Learning Topic Models by Neighborhood Aggregation

Authors: Ryohei Hisano

IJCAI 2019 | Conference PDF | Archive PDF | Plain Text | LLM Run Details

Reproducibility Variable Result LLM Response
Research Type Experimental In experiments, we show that our approach outperforms the state-of-the-art supervised Latent Dirichlet Allocation implementation in terms of held-out document classification tasks. We conduct experiments showing the validity of our approach. We use three datasets in our experiments.
Researcher Affiliation Academia Ryohei Hisano Graduate School of Information Science and Technology, The University of Tokyo, Tokyo, Japan em072010@yahoo.co.jp
Pseudocode No The paper describes equations and procedures in text but does not include any formal pseudocode blocks or algorithms.
Open Source Code No The paper does not provide an explicit statement or link to its own open-source code for the described methodology.
Open Datasets Yes The economic watcher survey, in the table abbreviated as EWS, is a dataset provided by the Cabinet Office of Japan 1. The whole dataset is available at http://www5.cao.go.jp/keizai3/ watcher index.html.

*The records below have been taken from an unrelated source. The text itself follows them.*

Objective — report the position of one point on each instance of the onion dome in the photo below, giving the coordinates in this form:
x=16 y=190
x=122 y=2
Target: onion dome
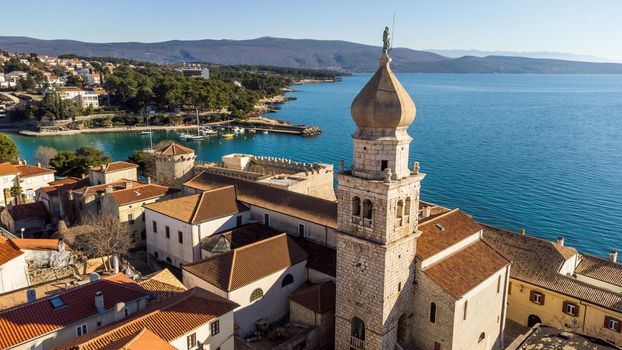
x=383 y=102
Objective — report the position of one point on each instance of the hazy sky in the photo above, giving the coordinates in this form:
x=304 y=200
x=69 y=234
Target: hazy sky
x=591 y=27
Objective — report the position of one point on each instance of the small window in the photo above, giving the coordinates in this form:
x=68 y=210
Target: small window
x=266 y=219
x=287 y=280
x=256 y=294
x=81 y=330
x=613 y=324
x=571 y=309
x=191 y=340
x=433 y=312
x=215 y=327
x=537 y=298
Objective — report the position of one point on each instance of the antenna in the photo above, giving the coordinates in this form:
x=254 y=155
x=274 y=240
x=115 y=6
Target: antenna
x=392 y=32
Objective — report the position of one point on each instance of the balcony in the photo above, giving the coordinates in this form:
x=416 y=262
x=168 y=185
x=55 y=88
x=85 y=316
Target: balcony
x=356 y=343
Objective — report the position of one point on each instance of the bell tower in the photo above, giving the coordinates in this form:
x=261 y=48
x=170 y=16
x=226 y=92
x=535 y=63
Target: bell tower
x=377 y=219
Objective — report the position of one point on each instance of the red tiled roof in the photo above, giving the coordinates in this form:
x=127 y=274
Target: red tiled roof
x=464 y=270
x=168 y=320
x=115 y=166
x=37 y=244
x=21 y=323
x=239 y=267
x=7 y=169
x=309 y=208
x=26 y=170
x=29 y=210
x=174 y=149
x=141 y=193
x=201 y=207
x=8 y=251
x=319 y=298
x=444 y=231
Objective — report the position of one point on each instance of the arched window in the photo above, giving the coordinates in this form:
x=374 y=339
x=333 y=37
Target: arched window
x=367 y=213
x=481 y=337
x=287 y=280
x=356 y=210
x=358 y=328
x=256 y=294
x=432 y=312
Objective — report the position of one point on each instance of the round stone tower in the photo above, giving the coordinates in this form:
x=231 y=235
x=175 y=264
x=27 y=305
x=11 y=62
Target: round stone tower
x=174 y=165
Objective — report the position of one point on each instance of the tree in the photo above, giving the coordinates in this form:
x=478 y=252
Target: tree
x=78 y=162
x=8 y=149
x=44 y=154
x=101 y=237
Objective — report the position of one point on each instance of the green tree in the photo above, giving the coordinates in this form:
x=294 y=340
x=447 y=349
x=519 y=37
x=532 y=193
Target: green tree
x=78 y=162
x=8 y=149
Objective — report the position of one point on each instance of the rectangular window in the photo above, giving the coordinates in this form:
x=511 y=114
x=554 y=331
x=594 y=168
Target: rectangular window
x=537 y=298
x=571 y=309
x=191 y=340
x=215 y=327
x=613 y=324
x=81 y=330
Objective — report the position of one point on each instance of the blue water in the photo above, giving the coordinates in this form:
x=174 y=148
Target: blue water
x=541 y=152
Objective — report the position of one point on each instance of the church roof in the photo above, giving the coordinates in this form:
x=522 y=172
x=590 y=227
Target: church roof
x=383 y=102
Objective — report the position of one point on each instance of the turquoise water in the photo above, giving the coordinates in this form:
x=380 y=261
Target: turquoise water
x=541 y=152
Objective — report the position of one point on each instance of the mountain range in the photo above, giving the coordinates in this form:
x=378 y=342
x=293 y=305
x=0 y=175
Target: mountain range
x=303 y=53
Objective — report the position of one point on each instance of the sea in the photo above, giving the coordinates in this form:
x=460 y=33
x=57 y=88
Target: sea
x=539 y=152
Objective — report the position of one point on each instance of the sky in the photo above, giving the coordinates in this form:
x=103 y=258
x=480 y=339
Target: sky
x=587 y=27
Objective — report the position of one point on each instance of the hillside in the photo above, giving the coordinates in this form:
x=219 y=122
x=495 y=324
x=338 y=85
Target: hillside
x=303 y=53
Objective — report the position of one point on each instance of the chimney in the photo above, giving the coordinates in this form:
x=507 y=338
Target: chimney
x=31 y=295
x=99 y=301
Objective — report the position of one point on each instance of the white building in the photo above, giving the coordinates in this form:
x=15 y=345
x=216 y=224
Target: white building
x=259 y=277
x=176 y=227
x=13 y=267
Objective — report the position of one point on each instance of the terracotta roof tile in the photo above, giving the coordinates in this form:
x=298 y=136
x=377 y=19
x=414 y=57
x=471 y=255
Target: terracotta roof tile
x=319 y=297
x=8 y=251
x=168 y=320
x=26 y=170
x=239 y=267
x=37 y=244
x=600 y=269
x=444 y=231
x=537 y=261
x=142 y=193
x=7 y=169
x=29 y=210
x=208 y=205
x=173 y=150
x=464 y=270
x=28 y=321
x=308 y=208
x=114 y=166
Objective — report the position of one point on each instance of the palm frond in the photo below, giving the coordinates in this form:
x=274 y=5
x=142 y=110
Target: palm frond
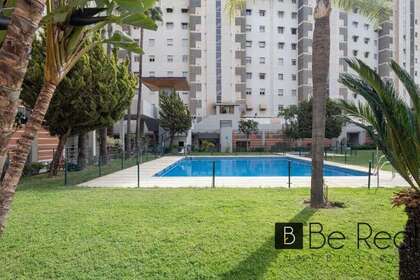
x=390 y=121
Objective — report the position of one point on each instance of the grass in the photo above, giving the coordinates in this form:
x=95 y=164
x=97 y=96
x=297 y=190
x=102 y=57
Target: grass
x=57 y=232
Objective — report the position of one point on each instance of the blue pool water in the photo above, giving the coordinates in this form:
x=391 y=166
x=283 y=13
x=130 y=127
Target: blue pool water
x=248 y=166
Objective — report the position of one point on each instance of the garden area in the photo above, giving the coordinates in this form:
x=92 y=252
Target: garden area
x=59 y=232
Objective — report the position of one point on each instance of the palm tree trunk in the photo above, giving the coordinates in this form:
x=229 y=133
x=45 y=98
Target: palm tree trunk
x=320 y=72
x=55 y=164
x=14 y=57
x=409 y=250
x=139 y=129
x=81 y=156
x=14 y=172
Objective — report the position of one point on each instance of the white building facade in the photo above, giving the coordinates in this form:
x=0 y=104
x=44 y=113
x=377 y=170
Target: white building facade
x=258 y=62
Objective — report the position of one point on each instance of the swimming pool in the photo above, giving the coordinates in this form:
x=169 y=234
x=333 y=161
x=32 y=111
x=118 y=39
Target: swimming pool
x=248 y=167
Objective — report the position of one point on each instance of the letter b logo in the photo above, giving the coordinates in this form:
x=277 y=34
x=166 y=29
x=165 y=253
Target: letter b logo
x=288 y=236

Amazon review data are a dataset of gathered ratings and review information [Mc Auley et al., 2015]... The whole dataset is available at http://jmcauley.ucsd.edu/data/ amazon/. Subjectivity data are a dataset provided by [Pang and Lee, 2004]... The whole dataset is available at http://ws.cs.cornell.edu/ people/pabo/movie-review-data.
Dataset Splits Yes We randomly sample 5000 records for training, development, and testing. Parameters (e.g., the number of hidden units) of these models was found by utilizing the development dataset. We focus on snippets that have more than nine words and sample 1000 snippets each for training, development and testing6.
Hardware Specification No The paper does not specify any hardware details such as GPU/CPU models, memory, or specific computing environments used for the experiments.
Software Dependencies No The paper mentions software like 'word2vec vectors' and 'standard morphological analysis software' but does not provide specific version numbers for these or any other key software components.
Experiment Setup Yes For the regularization parameter governing WS and WC, we set it to 0.001, and for the output function, we set a dropout probability of 0.5 for regularization. We also set η in our model to be 0.2 for the economic watcher survey and 0.05 for the rest, and set the number of hidden units in Eq.(7) to be H1 = 50 and H2 = 50. We also fix the number of topics to 20 for all experiments performed in this section.